◆特別な響きをともなう「ありがとう」

 花岡が餓死することをまだ知らないのにすでに目頭が熱くなる。なぜだか無性に。それはおそらく岩田にとっても感謝の言葉が特別なものだからだ。2021年9月15日に1stシングル「korekara」をリリースして以来、ソロアーティストとしての岩田は、自分にずっとついてきてくれるMATE(岩田剛典ファンの呼称)たちへの感謝をことあるごとに口にしてきた。

 ライブのステージでもインタビュー記事でもどこでも。1stアルバム『The Chocolate Box』のリード曲「Only One For Me」はMATEへの感謝を込めて作られたナンバー。

「進めばどんどん 増えていく」や「“ありがとう”の言葉で 伝え切れないよね だからいつか届くまで」という歌詞には感謝を口にすることの重みと言葉だけでは済ませない態度が示されている。

 それだけに岩田が花岡役を通じて言う「ありがとう」もやっぱり特別な響きをともなってくる。寅子への感謝を口にしたのは、第49回だけではない。第7週第32回で、裁判官の試験に合格した花岡とそれを祝福する寅子がレストランで食事をする場面。

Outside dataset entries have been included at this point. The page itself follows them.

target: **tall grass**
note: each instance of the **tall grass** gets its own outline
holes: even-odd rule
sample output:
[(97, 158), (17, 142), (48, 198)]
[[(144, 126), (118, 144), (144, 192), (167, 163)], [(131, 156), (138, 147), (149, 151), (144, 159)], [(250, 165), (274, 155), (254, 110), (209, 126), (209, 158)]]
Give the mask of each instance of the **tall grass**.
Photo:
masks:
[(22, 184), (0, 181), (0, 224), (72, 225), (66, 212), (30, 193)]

 合格の報告を電話で伝える直前の場面でもとにかく花岡は嬉しそうだった(受話器を耳にあてる表情が息を呑む素晴らしさ!)。地元・佐賀まで伴侶として寅子に連れ添ってもらいたい。そう思いながら、寅子のキャリアを邪魔できないというジレンマ。結局レストランでの花岡は煮えきらず、寅子に愛を伝えられない。